The U.S. has always had an ambivalent attitude towards Europe. It wanted Europe to be unified, as a more efficient market for U.S. corporations, great advantages of scale. On the other hand, it was always concerned about the threat that Europe might move off in another direction. A lot of the issues about the accession of the East European countries to the European Union have a lot to do with that. The U.S. is strongly in favor of it, because it's hoping that these countries will be more susceptible to U.S. influence and will be able to undermine the core of Europe, which is France and Germany, the big industrial countries, which might move in a somewhat more independent direction.
Also in the background is a long-standing U.S. hatred of the European social market system, which provides decent wages and working conditions and benefits. It's very different from the U.S. system. And they don't want that model to exist, because it's a dangerous one. People get funny ideas. And it's very explicitly stated that with the accession of Eastern European countries, with low wages and repression of labor and so on, it may help undermine the social and worker standards in Western Europe, and that would be a big benefit for the U.S.
DB: With the U.S. economy deteriorating and with more layoffs, how is the Bush administration going to maintain what some are calling a garrison state with permanent war and occupation of numerous countries? How are they going to pull it off?

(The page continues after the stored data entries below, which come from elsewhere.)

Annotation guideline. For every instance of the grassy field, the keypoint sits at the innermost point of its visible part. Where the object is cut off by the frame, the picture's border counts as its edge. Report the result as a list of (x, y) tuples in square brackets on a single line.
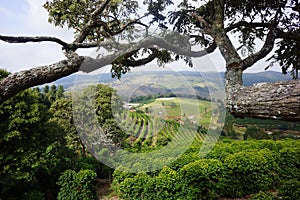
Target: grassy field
[(180, 109)]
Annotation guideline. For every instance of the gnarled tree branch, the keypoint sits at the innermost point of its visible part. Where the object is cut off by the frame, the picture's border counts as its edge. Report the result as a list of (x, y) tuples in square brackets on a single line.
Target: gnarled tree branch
[(279, 100), (22, 39), (263, 52)]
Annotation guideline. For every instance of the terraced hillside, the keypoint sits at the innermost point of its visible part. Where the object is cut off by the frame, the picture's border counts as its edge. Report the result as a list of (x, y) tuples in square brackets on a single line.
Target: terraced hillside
[(156, 124)]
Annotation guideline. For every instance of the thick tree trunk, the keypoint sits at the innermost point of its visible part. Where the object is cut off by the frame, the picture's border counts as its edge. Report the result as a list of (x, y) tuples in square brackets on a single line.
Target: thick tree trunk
[(280, 100), (19, 81)]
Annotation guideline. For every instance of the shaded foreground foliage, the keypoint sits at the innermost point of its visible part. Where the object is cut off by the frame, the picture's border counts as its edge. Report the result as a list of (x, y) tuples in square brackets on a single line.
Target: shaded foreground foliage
[(232, 169), (42, 157)]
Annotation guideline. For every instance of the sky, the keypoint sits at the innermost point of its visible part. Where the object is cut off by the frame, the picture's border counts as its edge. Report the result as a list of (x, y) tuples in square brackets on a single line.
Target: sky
[(29, 18)]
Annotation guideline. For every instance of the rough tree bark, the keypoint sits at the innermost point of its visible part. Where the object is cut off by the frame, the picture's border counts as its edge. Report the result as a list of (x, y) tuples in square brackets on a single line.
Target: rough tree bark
[(265, 100)]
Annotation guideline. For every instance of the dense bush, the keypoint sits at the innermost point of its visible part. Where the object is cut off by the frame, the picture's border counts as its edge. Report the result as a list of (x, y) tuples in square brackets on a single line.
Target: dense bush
[(77, 186), (262, 196), (231, 169), (249, 172), (290, 189), (200, 179)]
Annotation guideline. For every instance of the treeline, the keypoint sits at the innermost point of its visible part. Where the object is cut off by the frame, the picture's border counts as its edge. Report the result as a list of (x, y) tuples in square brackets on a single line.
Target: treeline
[(151, 98), (41, 154), (263, 169)]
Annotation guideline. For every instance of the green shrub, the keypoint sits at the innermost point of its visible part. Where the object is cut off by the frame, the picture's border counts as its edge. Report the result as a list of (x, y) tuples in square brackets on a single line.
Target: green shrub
[(76, 186), (289, 162), (167, 185), (248, 173), (200, 179), (262, 196), (33, 195), (290, 190), (138, 187)]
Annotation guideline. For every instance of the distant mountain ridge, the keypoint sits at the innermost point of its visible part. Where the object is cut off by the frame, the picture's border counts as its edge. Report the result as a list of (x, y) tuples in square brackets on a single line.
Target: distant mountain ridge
[(248, 78)]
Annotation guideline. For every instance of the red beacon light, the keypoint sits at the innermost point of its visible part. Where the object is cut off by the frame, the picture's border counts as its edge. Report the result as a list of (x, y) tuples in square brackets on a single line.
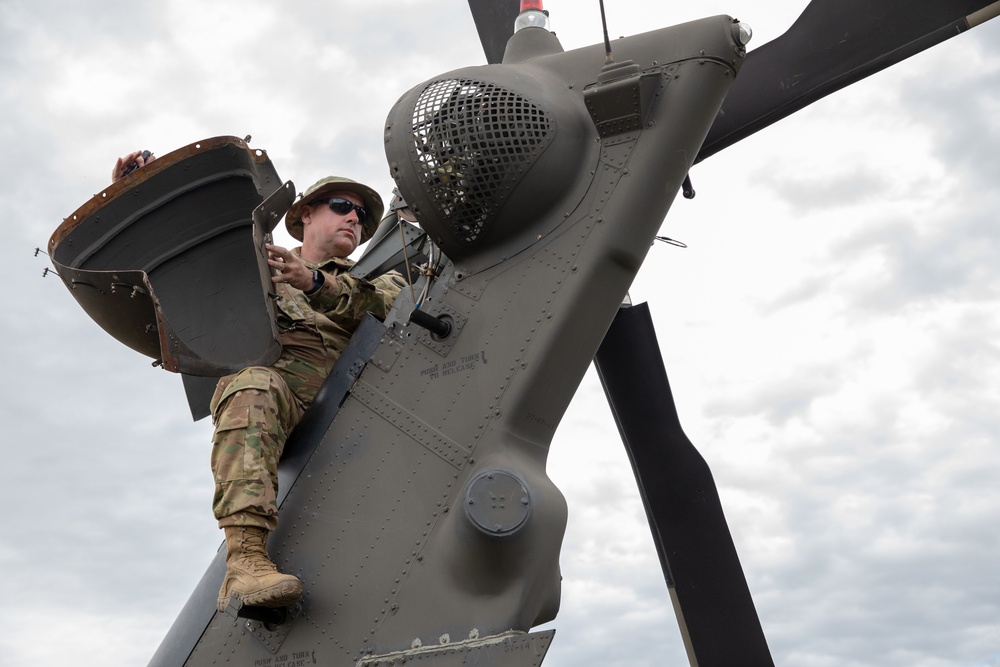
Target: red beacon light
[(532, 16)]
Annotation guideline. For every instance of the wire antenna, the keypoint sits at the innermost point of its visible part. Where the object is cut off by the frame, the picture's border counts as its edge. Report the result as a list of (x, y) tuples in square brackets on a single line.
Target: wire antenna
[(607, 40)]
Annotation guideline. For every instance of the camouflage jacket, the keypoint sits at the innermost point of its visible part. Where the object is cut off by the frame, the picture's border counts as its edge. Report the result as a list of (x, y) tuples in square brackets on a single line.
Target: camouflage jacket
[(315, 328)]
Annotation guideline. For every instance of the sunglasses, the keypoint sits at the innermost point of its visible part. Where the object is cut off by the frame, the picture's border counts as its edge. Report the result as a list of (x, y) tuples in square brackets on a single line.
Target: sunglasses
[(342, 206)]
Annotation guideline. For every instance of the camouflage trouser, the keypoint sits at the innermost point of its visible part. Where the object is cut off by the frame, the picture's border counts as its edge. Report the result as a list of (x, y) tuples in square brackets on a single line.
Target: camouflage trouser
[(254, 411)]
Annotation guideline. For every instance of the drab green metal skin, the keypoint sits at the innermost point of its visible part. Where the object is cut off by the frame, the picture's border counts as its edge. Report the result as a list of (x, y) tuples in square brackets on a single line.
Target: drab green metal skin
[(424, 526)]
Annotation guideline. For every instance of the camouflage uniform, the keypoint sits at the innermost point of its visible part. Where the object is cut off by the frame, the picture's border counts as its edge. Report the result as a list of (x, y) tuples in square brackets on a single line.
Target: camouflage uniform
[(255, 410)]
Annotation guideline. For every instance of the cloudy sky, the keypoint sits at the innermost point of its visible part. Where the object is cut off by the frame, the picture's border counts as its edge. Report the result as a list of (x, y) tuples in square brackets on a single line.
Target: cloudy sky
[(832, 332)]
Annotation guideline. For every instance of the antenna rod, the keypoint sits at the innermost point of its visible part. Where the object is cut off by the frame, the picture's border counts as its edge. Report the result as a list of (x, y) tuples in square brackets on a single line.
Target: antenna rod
[(607, 40)]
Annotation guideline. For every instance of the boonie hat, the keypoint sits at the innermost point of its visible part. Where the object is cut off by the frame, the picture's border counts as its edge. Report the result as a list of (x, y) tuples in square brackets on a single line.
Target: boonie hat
[(324, 188)]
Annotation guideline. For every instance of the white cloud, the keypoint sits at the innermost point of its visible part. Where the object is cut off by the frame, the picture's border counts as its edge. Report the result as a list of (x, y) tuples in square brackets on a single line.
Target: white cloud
[(830, 333)]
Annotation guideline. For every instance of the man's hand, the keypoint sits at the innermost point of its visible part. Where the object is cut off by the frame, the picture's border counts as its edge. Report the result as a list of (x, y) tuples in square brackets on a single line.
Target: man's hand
[(129, 163), (288, 268)]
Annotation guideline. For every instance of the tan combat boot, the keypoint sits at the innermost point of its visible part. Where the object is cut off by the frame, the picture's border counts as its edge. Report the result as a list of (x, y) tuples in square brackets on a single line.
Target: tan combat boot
[(250, 575)]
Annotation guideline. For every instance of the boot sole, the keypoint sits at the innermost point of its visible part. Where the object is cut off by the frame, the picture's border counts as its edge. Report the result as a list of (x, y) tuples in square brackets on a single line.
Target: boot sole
[(280, 595)]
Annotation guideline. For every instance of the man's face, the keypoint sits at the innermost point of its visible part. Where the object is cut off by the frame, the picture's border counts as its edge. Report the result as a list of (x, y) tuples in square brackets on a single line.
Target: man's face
[(328, 233)]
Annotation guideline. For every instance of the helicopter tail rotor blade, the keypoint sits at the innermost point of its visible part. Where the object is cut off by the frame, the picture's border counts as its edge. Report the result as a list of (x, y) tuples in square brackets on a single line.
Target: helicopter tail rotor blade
[(833, 44), (495, 23), (710, 594)]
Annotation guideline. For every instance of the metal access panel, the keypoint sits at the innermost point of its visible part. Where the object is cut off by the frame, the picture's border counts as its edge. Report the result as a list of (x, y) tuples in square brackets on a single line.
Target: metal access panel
[(167, 259)]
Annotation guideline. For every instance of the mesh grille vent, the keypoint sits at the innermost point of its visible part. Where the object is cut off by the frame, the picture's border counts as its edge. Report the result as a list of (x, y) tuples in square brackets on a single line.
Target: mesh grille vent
[(473, 142)]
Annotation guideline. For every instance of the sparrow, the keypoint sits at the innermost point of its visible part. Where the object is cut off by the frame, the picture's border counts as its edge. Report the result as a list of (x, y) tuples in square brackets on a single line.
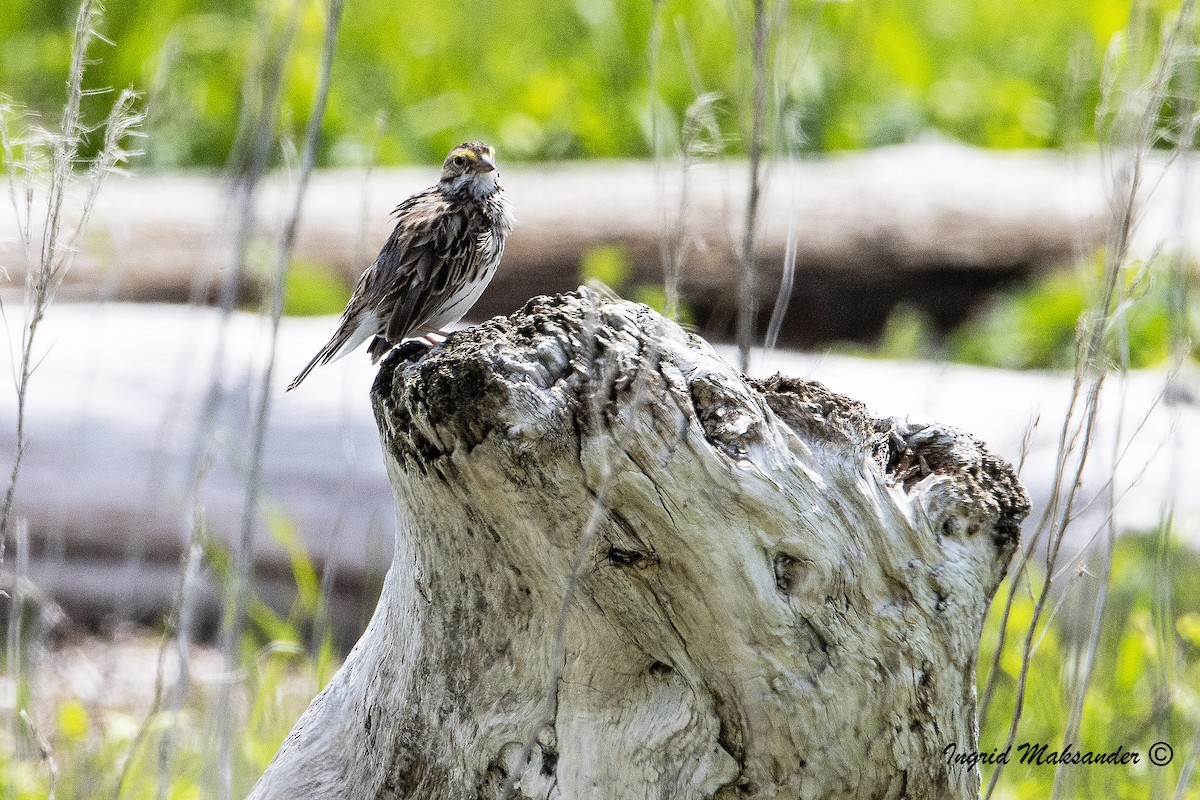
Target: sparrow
[(439, 258)]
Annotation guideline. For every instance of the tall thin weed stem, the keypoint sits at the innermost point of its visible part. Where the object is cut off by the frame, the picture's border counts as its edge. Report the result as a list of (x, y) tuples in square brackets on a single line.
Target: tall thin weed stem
[(244, 549), (53, 257)]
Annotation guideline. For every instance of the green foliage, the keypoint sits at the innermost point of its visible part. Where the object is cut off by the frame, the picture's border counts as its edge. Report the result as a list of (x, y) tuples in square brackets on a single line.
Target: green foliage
[(569, 79), (609, 264), (91, 746), (1143, 689), (1036, 326), (312, 290)]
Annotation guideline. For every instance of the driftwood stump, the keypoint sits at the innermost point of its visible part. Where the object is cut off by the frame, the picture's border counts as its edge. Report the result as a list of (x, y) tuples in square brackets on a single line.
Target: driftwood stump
[(769, 594)]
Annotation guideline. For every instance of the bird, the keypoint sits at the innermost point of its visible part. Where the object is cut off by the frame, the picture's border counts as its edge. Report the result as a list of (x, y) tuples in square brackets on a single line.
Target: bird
[(435, 265)]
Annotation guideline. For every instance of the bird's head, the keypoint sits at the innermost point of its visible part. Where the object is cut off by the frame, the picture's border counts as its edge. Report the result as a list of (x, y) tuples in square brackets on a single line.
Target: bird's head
[(469, 170)]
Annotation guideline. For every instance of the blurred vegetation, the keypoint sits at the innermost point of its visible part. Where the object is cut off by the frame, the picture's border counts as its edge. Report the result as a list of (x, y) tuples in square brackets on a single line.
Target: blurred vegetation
[(1035, 326), (171, 753), (613, 266), (311, 289), (1143, 690), (568, 79)]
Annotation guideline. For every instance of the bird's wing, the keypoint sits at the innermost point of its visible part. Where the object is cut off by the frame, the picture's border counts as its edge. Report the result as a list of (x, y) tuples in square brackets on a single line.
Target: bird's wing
[(425, 258)]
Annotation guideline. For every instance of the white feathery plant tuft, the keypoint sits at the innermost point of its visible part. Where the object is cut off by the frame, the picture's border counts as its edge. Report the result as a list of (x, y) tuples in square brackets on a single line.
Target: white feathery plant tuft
[(49, 259)]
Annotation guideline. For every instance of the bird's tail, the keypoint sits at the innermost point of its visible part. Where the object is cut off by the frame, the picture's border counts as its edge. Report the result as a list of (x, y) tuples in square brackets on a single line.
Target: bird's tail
[(323, 356), (352, 332)]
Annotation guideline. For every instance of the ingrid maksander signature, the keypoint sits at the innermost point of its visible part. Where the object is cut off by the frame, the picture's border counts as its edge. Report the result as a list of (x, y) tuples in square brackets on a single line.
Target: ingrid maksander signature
[(1031, 752)]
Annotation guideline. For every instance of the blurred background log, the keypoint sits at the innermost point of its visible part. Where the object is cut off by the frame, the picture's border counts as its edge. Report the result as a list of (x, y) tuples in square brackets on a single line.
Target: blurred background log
[(114, 417), (762, 589), (933, 226)]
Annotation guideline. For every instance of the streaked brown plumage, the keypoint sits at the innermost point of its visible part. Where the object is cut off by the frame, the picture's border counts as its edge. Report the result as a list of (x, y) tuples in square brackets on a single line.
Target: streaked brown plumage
[(443, 252)]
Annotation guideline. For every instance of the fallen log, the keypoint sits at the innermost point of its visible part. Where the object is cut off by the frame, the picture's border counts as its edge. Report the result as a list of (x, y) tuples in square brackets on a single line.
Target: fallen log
[(933, 226), (622, 570)]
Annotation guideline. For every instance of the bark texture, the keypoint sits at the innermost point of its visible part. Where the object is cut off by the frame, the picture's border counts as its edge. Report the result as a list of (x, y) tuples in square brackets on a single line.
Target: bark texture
[(779, 597)]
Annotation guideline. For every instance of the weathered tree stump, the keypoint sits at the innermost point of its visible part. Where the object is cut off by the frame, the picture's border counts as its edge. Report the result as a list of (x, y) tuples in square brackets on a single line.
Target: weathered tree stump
[(779, 596)]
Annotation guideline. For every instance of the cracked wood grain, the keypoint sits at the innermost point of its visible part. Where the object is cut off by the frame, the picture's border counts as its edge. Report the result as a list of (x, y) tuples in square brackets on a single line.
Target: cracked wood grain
[(783, 599)]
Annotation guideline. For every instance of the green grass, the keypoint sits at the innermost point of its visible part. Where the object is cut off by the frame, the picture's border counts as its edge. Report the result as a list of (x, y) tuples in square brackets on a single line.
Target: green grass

NC: They have to pull it off for about another six years. By that time they hope they will have institutionalized highly reactionary programs within the United States. They will have left the economy in a very serious state, with huge deficits, pretty much the way they did in the 1980s. And then it will be somebody else's problem to patch it together. Meanwhile, they will have, they hope, undermined social programs, diminished democracy, which of course they hate, by transferring decisions out of the public arena into private hands and they will have done it in a way that will be very hard to disentangle. So they will have left a legacy internally that will be painful and hard. But only for the majority of the population. The people they're concerned about are going to be making out like bandits. Very much like the Reagan years. It's the same people, after all.
And internationally, they hope that they will have institutionalized the doctrines of imperial domination through force and preventive war as a choice. The U.S. now in military spending probably exceeds the rest of the world combined, and it's much more advanced and moving out into extremely dangerous directions, like space. They assume, I suppose, that no matter what happens to the American economy, that will give such overwhelming force that people will just have to do what they say.
DB: What do you say to the peace activists who labored for so long trying to prevent the invasion of Iraq and who are now feeling a sense of anger and sadness?
NC: That they should be realistic. Abolitionism. How long did the struggle go on before they made any progress? If you give up every time you don't achieve the immediate gain you want, you're just guaranteeing that the worst is going to happen. These are long, hard struggles. And, in fact, what happened in the last couple of months should be seen quite positively. The basis was created for expansion and development of a peace and justice movement that will move on to much harder tasks. And that's the way these things go. It isn't easy.